A somewhat shaky grasp on the management of natural gas leaks isn’t all that excites us about Switzerland. There’s also the threat of a nuclear disaster.
We get a good view of a nuclear silo on the train ride between Zürich and Biel, but I talked myself into believing it’s just a grain silo, a very wide and somewhat oddly shaped one, but still one that would be good place to store wheat, or perhaps, nuclear stuff.
That little personal myth melted away this week. In the mail, among all the usual sales brochures was a German, French and Italian square blue and white packet from our Canton police, military, population protection and sports – yes sports – branches.
It was the sports part that got me nervous – were they suggesting only the athletic would survive whatever warnings were coming from the police, military and sports divisions?
A quick run through Google Translate revealed that we are within 20 km of a nuclear power plant. The opening line, intended to have a calming effect, declares that nuclear technology is very safe, but the authorities want to minimize any “risk of prejudice in an accident.” What does that mean? In the event of a nuclear meltdown, a little bit of prejudice might be a good thing, seeing as prejudice means to “pre-judge,” and if pre-judgment means I’ll be stocked up on food, water and iodine pills, well, I’m all for that.
The brochure details the rules of behavior in “an increase of radioactivity.” I don’t need the Swiss to tell me that. My rule of behavior will be to run madly in circles, screaming “Oh no, oh no oh no!!!” It may be ineffective, but it’s straightforward and simple to follow.
According to the pamphlet, the first thing to do is to listen to the radio and follow the authority’s instructions. The second thing to do is – and I’m not kidding about this, it is in the brochure – is to continue to listen to the radio and continue to follow the authority’s instructions.
This suggests that the authorities don’t really have any other bright ideas to follow up their first recommendation.

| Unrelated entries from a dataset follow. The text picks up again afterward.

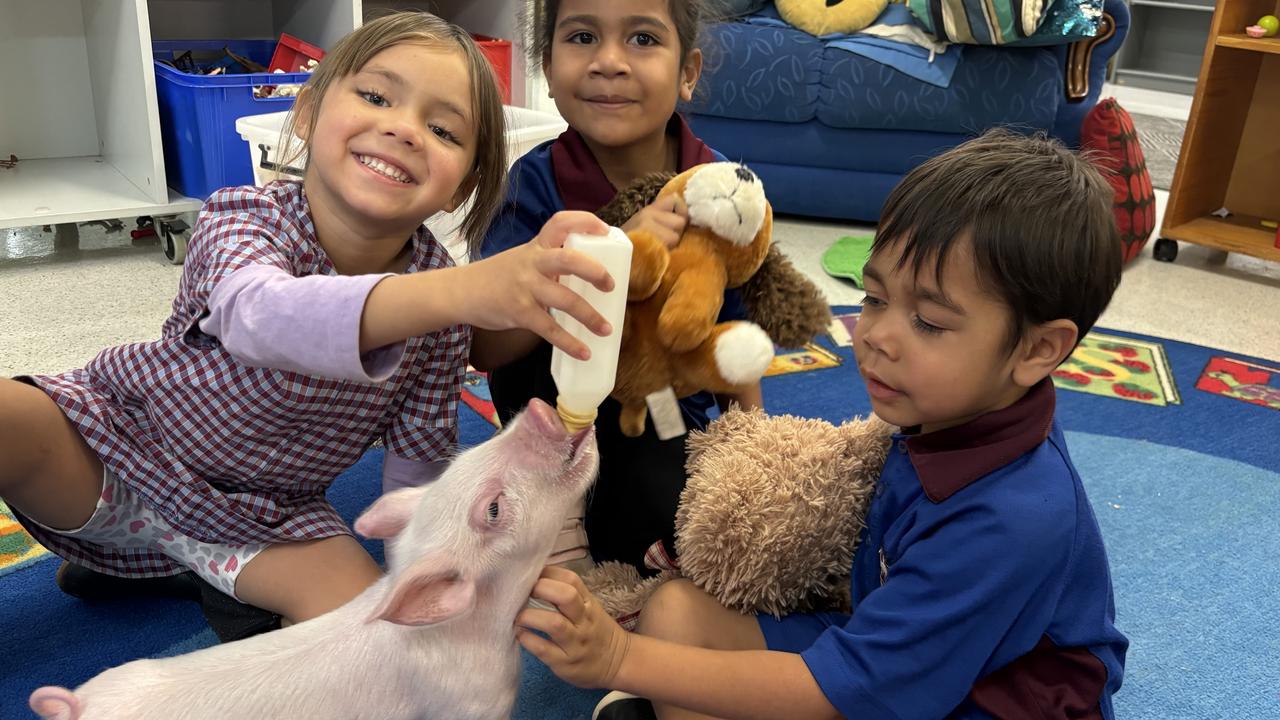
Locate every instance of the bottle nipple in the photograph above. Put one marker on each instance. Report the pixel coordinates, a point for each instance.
(575, 422)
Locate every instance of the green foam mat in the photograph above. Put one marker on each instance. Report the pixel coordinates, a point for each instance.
(845, 259)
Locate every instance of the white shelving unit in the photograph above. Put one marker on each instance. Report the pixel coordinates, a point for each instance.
(1165, 45)
(80, 113)
(80, 104)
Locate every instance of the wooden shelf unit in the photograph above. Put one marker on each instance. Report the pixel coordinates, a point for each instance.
(1230, 155)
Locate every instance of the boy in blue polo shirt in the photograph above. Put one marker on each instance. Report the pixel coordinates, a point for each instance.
(981, 587)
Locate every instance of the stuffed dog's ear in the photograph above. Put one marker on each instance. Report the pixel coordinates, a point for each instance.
(629, 200)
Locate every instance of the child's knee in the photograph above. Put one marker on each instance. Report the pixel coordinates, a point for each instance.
(675, 611)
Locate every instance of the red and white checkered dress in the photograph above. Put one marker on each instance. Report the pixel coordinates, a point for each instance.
(236, 454)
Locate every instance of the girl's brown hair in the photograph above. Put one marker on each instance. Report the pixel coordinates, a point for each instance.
(489, 172)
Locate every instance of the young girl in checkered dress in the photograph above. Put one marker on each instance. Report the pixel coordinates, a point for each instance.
(312, 319)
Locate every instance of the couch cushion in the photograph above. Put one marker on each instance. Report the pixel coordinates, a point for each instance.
(782, 74)
(816, 145)
(759, 73)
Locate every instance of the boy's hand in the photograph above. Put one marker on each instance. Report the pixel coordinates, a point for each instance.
(585, 646)
(666, 218)
(517, 288)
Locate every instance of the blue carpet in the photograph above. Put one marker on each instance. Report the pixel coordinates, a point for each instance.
(1187, 496)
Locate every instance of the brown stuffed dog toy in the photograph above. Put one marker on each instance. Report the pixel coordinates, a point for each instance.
(671, 337)
(771, 515)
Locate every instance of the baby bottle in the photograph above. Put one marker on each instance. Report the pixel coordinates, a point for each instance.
(583, 384)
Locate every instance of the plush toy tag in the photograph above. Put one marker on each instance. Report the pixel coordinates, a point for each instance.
(664, 411)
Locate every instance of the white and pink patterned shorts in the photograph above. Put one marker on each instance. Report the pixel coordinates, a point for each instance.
(122, 522)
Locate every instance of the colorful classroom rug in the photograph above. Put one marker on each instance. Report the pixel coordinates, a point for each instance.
(1176, 443)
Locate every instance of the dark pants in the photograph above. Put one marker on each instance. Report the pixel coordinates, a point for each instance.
(634, 501)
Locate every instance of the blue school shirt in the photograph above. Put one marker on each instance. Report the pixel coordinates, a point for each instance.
(996, 598)
(562, 174)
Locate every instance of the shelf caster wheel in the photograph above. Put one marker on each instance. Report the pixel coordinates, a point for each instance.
(1165, 250)
(174, 236)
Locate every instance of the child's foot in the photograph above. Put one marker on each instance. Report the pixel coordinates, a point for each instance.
(227, 616)
(624, 706)
(92, 586)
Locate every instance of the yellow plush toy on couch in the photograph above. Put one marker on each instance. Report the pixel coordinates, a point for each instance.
(671, 337)
(824, 17)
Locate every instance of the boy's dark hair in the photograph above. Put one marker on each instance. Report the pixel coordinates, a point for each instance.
(1040, 219)
(540, 26)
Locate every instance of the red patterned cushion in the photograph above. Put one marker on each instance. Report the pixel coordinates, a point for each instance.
(1110, 133)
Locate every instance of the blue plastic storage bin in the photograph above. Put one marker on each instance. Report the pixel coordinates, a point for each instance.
(202, 151)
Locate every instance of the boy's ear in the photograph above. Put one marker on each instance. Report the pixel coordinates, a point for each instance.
(689, 74)
(1043, 350)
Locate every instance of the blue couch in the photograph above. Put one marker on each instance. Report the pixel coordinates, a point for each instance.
(832, 132)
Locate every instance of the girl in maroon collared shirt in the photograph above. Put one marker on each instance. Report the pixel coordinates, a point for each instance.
(616, 71)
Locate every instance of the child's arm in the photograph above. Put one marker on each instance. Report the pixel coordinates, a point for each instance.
(512, 290)
(588, 648)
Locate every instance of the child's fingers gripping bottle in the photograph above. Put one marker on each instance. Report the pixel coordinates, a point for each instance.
(583, 384)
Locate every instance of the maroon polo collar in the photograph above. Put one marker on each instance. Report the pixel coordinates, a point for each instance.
(951, 459)
(581, 181)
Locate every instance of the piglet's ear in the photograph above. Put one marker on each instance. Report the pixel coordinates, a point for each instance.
(387, 516)
(430, 591)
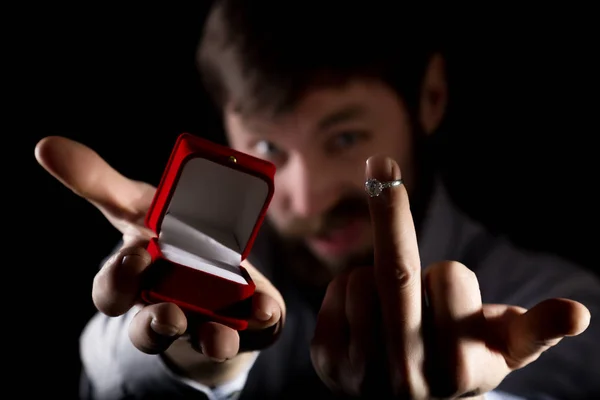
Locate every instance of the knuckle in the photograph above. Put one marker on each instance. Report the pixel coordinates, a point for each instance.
(401, 275)
(446, 272)
(454, 382)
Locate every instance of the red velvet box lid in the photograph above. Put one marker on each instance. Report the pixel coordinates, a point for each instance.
(214, 191)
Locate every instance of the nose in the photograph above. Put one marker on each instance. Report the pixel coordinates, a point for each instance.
(310, 189)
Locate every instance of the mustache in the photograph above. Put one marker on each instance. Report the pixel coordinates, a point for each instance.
(350, 206)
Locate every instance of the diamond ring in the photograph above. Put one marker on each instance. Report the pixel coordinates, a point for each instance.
(373, 187)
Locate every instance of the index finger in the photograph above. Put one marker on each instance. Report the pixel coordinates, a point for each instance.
(123, 201)
(397, 271)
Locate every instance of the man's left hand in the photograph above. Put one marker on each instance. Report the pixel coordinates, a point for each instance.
(374, 326)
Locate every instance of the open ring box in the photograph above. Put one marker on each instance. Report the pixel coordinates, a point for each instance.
(206, 213)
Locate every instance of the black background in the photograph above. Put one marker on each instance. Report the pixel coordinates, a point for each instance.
(520, 154)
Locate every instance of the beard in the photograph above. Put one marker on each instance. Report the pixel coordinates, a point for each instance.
(308, 264)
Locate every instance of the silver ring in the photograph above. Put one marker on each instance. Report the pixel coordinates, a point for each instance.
(373, 187)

There’s also advice to not let pets outside and to head for your cave or abri. I’m not sure what an abri is, but the accompanying illustration suggests it is a reinforced subterranean bunker, as depicted by a very thick black line that is about 6 times the width of the black lines depicting the house or regular basement. Obviously, it should have no ventilation, but heck, who wants to breathe when the air is full of isotopes or other deadly nano-particles.
But it will be a fun time down in the bunker as the Swiss authorities mandate that we should all bring toys for children. It’s going to be a regular play-date. Yes, a teddy bear will get us through a nuclear meltdown.
Now we are in Switzerland, not Russia, so I don’t really worry about a nuclear disaster, but if I had been in Japan, I would have said exactly the same thing, and I would have been wrong. Cue nervous jitters.